The cost of providing Mifegymiso, which ranges between $300 and $450 per treatment, is a big reason it’s not being offered at more clinics in Alberta, said Posyniak.
“If the cost had been a lot lower than it is, it would have spread like wildfire across the province,” she said, adding patients who have received the treatment at the Kensington clinic have given positive feedback on it.
Approximately 500 women have taken the new medical abortion treatment free of charge at the clinic since January, with funds the clinic gets from Alberta Health Services covering the cost.
Posyniak said other clinics will likely start to offer the service once the coverage the Alberta government is planning is actually in place.
“They’re waiting for coverage issues to be resolved. At least I hope that’s why,” said Posyniak, who described Mifegymiso as a game changer for abortion services across the country.
Posyniak said the treatment is effective and can be taken at home, meaning it could make a big difference in remote communities.
In a written statement to CBC News from Health Minister Sarah Hoffman, Alberta Health said it remains committed to making the pills available throughout the province.
“Our government strongly supports women’s reproductive health options and we will soon announce details of a program to provide universal access to Mifegymiso for Alberta women,” Hoffman said. “The intent of this program will be [able] to provide the drug free of charge and expand the range of reproductive health options that are readily available to women, regardless of where they live in the province.”
None of the four major pharmacy chains CBC News called in Edmonton carried Mifegymiso and some did not even recognize the name.
Another reason it’s taking time for the pills to become more available on the shelves could be because of guidelines in how they’re prescribed and dispensed by Health Canada.
“When Health Canada granted approval of Mifegymiso for use in Canada, it did so with a number of restrictions and since then some have been rolled back,” said Sandeep Prasad, executive director of Action Canada for Sexual Health and Rights.
Doctors still have to take a training course before being allowed to prescribe the drugs.
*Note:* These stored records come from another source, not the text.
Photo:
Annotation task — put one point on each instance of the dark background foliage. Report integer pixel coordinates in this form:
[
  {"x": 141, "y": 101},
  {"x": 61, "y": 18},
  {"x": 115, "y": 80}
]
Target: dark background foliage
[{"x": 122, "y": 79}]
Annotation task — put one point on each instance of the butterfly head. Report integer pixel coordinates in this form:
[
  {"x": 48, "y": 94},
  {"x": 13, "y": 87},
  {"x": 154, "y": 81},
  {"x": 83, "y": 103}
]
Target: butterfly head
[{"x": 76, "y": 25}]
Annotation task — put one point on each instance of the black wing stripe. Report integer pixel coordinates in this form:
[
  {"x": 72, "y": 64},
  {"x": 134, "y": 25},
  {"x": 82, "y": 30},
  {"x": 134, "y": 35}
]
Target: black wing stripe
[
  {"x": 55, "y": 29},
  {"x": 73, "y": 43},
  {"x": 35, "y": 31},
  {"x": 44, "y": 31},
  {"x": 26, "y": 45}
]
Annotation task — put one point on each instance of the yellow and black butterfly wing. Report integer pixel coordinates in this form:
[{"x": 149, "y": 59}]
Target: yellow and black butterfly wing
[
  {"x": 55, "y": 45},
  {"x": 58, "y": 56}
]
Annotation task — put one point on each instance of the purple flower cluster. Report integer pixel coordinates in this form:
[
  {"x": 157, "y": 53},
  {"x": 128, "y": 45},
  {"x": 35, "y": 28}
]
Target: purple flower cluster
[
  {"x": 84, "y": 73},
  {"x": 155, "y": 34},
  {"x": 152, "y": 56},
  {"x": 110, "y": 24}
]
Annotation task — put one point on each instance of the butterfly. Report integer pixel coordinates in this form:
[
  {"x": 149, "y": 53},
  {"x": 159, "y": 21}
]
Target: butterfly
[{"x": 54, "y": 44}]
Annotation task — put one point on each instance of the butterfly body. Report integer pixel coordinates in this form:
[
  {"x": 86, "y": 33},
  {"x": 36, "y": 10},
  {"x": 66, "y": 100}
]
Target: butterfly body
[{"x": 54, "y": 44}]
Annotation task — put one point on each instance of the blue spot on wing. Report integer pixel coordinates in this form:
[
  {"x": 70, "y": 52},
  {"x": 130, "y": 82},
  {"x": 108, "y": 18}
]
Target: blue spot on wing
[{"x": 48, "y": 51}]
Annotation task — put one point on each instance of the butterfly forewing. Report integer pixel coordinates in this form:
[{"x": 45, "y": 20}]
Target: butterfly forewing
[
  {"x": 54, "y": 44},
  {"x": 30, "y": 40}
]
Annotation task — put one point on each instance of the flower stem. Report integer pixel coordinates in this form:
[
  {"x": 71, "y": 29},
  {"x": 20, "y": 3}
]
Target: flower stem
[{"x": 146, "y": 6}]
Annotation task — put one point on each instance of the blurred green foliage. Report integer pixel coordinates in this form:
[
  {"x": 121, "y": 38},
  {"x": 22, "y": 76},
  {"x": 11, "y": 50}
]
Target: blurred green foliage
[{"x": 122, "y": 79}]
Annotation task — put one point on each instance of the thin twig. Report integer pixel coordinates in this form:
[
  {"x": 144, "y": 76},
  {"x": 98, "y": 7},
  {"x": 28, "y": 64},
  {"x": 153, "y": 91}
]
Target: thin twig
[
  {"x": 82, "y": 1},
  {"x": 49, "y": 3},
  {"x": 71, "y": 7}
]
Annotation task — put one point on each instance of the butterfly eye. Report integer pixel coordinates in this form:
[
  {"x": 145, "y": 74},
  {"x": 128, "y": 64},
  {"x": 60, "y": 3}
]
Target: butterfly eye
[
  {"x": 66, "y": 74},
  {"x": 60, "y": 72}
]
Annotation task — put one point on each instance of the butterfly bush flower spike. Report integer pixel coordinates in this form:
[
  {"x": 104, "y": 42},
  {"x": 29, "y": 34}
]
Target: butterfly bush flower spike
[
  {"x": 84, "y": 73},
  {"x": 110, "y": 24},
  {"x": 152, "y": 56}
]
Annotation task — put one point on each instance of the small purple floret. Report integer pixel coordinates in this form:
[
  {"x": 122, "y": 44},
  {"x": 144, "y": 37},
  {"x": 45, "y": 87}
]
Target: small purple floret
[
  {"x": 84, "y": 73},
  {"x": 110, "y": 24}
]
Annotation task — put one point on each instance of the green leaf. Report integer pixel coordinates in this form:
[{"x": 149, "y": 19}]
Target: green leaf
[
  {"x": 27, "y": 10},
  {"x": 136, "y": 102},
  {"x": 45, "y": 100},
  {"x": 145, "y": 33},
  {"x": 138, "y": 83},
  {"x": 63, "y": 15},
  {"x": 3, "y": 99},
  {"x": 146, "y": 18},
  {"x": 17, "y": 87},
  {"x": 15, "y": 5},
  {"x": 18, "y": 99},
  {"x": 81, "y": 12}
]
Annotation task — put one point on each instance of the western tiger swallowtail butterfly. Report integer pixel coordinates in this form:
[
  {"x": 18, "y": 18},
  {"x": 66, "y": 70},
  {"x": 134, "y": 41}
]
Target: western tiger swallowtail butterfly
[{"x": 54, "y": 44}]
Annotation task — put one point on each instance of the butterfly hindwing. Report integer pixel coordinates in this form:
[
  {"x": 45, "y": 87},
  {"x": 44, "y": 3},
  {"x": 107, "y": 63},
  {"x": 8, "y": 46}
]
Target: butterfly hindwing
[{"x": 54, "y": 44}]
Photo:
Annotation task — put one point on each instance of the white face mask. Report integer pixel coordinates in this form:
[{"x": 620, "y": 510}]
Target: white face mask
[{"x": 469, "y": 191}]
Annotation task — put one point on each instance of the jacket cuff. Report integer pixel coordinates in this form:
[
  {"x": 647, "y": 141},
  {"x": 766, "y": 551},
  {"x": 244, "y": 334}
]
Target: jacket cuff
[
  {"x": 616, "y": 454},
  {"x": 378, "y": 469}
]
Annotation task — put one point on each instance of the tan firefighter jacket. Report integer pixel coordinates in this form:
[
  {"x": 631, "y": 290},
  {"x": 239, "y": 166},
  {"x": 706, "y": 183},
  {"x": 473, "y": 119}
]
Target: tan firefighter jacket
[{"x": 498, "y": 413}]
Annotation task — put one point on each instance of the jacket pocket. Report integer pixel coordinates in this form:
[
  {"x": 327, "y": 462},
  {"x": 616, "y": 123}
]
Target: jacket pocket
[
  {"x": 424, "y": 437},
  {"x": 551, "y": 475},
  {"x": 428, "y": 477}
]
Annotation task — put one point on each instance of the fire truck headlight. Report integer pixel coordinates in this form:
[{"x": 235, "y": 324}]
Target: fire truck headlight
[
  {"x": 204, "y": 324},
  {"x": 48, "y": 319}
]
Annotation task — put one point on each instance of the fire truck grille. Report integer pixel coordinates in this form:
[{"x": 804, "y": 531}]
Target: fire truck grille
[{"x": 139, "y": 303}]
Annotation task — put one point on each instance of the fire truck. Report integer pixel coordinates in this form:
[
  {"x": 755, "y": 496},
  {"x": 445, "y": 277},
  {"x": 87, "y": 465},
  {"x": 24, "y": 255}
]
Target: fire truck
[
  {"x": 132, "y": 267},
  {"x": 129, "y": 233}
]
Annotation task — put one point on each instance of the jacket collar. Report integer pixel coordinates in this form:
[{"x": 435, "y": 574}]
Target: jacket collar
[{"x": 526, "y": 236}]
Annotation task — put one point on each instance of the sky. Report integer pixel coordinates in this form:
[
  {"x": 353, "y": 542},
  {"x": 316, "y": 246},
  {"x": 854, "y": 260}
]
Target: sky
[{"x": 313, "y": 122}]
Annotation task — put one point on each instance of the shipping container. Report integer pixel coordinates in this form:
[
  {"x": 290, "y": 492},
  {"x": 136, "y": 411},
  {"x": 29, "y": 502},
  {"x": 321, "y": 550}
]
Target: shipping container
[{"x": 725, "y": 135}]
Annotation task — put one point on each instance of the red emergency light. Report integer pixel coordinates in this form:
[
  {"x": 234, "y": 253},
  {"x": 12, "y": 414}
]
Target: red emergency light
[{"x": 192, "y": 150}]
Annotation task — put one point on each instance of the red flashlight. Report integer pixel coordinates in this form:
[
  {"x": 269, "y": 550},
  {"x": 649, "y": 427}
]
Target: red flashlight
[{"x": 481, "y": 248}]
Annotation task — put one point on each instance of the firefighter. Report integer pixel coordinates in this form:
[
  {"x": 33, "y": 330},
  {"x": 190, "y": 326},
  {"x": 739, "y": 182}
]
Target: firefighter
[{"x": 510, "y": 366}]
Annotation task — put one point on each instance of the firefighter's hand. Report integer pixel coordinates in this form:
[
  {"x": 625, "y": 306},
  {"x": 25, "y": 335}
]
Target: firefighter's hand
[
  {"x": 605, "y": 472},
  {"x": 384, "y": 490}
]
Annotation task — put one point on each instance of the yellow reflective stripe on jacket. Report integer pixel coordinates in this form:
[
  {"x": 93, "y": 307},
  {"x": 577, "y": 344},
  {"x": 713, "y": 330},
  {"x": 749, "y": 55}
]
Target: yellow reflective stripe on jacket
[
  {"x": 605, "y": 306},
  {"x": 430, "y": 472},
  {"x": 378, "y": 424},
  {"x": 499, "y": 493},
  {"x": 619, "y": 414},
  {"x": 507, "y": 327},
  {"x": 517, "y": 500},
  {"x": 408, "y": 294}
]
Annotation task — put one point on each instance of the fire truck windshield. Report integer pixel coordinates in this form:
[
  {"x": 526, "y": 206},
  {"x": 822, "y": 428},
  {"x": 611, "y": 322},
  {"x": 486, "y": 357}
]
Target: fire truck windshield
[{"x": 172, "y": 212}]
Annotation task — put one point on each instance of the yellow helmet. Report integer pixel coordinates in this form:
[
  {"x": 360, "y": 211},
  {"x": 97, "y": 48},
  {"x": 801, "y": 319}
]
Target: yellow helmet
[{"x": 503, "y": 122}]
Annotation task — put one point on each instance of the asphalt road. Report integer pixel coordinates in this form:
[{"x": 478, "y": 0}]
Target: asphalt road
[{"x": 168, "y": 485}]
But recognizing the six-hour module could be shortened, Health Canada has changed it to one hour.
In total, 135 physicians and pharmacists in Alberta have registered to take the course with the Society of Obstetricians and Gynaecologists of Canada. Of those, 57 have completed it, but the society will not reveal where those health professionals practise.
Prasad is confident access to Mifegymiso will start to open up now that Alberta is working on a coverage plan and Health Canada is beginning to relax its guidelines.
He said all governments that cover the service will save money in the long run, because while it is costly, Mifegymiso is still cheaper than a surgical procedure and is far more effective than any other abortion pills.
Posyniak cautions it could still take a while for the treatment to be readily available in all parts of Alberta even after the government makes it free for women.
“It may start off slowly and it may take some initiative from the part of health authorities to make sure that there is someone offering it in their zone in Alberta,” she said.
Alberta, Manitoba, Ontario, New Brunswick and Quebec are the only provinces that have so far agreed to cover the cost of the treatment.